Emma Hartvig, photographe suédoise installée à Vienne, a créé « Through the eyes of others » dans les salles obscures de la ville. Cette composition est une narration intimiste – mêlant savamment nudité et liberté – échappant à la sexualisation oppressante du regard masculin.
Dès son adolescence, Emma Hartvig s'initie à la photographie, considérant cette pratique comme un moyen d'illustrer ses émotions et de les figer dans l'image. Elle s'intéresse d'abord à l'autoportrait, puis elle s'emploie à photographier les autres. Pour elle, chaque photo est un indice, une particule sensitive d'une plus grande histoire. Avant chaque séance photographique, elle prépare longuement ses séances de prises de vue, lisant, écrivant et esquissant ses idées pour composer une scène poétique et émotionnelle.

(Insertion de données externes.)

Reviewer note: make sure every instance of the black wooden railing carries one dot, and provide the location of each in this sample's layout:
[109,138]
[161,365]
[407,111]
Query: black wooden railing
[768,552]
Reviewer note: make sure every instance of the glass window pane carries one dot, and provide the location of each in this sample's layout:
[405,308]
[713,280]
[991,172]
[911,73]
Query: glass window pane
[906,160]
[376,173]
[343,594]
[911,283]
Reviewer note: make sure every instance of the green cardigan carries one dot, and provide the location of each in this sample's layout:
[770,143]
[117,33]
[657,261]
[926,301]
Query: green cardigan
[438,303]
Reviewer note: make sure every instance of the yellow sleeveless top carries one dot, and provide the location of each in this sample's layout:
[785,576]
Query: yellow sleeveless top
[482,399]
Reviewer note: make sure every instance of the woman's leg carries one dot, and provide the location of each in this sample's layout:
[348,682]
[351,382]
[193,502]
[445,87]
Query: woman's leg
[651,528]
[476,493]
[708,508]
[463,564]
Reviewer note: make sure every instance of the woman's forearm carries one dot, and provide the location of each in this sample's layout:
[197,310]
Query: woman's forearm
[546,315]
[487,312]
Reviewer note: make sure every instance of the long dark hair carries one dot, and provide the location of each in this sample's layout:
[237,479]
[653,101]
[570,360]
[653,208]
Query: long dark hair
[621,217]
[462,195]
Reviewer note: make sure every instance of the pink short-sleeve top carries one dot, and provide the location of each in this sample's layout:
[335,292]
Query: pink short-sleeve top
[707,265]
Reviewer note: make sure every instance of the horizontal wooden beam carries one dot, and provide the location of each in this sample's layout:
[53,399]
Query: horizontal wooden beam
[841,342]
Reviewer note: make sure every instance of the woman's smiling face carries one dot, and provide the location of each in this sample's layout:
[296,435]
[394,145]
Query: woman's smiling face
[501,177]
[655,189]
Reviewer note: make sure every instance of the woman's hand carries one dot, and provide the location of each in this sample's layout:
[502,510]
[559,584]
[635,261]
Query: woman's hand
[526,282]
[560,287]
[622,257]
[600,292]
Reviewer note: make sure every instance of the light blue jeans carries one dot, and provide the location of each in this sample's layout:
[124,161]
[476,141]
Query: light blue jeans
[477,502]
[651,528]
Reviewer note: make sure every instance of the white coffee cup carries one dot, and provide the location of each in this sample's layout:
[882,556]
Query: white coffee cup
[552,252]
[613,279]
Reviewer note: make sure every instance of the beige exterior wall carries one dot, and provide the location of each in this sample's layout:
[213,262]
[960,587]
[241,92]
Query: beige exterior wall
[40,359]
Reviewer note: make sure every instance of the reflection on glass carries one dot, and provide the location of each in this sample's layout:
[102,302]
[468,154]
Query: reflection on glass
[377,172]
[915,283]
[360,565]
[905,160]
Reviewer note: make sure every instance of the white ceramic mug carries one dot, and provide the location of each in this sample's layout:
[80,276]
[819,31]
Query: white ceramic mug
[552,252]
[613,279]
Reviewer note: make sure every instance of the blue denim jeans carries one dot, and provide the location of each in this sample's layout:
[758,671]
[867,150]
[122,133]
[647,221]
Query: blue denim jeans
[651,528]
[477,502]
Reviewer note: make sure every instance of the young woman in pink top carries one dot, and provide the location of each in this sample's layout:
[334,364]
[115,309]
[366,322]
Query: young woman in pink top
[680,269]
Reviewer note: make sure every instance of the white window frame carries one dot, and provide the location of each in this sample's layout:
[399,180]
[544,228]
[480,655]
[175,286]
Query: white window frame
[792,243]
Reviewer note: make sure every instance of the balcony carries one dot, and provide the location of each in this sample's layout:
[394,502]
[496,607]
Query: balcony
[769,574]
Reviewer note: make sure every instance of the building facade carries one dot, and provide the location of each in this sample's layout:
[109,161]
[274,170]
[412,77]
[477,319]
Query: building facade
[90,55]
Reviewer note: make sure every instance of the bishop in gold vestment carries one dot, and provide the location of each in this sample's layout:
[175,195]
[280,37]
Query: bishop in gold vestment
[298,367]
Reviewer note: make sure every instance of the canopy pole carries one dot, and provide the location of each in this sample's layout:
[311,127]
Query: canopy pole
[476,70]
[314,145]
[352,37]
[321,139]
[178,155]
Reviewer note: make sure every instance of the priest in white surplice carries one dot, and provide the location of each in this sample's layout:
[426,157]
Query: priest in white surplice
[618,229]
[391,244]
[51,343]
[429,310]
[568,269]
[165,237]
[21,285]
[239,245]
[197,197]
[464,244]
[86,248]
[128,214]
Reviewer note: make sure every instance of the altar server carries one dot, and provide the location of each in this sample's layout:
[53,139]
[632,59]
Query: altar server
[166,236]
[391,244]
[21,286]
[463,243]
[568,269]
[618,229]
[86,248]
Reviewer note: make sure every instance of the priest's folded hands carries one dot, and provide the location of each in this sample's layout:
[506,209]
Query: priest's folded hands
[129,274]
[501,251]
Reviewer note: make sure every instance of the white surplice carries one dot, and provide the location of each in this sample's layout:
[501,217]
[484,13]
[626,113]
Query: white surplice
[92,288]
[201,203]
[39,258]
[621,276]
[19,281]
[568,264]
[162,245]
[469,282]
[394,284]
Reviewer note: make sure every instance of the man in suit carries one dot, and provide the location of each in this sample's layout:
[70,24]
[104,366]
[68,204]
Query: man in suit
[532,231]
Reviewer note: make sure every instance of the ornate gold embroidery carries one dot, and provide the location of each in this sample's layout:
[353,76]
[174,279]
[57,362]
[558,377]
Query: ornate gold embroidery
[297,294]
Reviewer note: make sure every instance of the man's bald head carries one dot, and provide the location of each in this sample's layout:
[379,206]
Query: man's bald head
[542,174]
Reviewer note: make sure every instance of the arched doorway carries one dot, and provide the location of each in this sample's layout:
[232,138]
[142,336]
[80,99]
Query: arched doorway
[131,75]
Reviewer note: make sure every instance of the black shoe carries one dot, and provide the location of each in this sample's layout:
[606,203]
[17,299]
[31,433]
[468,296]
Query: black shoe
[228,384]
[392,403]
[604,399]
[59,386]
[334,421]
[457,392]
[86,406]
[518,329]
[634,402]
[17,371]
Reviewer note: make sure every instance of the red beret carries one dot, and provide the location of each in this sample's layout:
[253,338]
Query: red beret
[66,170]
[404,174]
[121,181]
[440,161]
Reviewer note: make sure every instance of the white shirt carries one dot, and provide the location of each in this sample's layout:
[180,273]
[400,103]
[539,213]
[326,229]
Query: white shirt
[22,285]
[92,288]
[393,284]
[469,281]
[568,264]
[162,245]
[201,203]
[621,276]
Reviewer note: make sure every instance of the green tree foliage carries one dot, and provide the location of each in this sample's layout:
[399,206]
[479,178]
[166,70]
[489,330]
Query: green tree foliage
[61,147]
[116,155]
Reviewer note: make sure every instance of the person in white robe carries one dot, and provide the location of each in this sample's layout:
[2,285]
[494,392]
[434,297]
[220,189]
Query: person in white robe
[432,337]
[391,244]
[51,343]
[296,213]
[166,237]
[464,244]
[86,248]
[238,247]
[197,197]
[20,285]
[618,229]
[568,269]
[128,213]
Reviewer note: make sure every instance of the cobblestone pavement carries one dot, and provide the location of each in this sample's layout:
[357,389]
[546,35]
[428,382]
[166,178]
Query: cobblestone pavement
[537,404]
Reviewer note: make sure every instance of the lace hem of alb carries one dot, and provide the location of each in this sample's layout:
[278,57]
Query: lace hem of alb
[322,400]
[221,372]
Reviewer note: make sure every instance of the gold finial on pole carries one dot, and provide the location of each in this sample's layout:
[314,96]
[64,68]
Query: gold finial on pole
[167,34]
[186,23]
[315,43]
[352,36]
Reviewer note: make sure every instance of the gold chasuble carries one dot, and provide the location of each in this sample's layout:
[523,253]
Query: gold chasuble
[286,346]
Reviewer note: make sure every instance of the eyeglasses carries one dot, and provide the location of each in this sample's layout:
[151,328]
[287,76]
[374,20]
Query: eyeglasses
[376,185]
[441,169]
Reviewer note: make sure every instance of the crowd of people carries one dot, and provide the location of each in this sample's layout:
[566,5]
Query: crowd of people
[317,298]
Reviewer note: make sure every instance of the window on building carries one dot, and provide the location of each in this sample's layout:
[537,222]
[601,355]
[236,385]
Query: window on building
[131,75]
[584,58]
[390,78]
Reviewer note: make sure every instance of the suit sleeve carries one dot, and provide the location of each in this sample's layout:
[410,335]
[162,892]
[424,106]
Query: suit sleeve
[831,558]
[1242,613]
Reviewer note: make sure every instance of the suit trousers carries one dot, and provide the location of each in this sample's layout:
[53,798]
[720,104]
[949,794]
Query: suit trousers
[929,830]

C'est dans la ville de Vienne, où elle s'est installée, qu'est née l'idée de « Through the eyes of others ». Emma Hartvig est tombée amoureuse de la ville autrichienne, de sa beauté mystérieuse et sensuelle. Mais au lieu de se concentrer sur les lieux touristiques, elle a trouvé l'inspiration dans les salles obscures des cinémas de la cité. En ces lieux, elle a commencé un projet ambitieux : sublimer le corps nu des femmes dans un espace sombre, parmi les sièges rouges ou devant l'écran géant – créant ainsi une expérience artistique et performative inédite.
Le pouvoir est détenu par celui ou celle qui observe.
« Au départ, j'ai travaillé avec huit femmes dans un cinéma, devant un public qui les observait à travers les rideaux. C'était une expérience très puissante, car j'ai pu remarquer et capturer l'échange de regards, la confiance et la sensibilité entre ces femmes qui ne se connaissaient pas au départ. Pendant notre collaboration, personne ne parlait, ce qui rendait l'expérience brutale, intense et courageuse de leur part. Finalement, au bout d'un an, j'avais photographié 70 femmes dans presque toutes les salles de Vienne », rapporte Emma Hartvig.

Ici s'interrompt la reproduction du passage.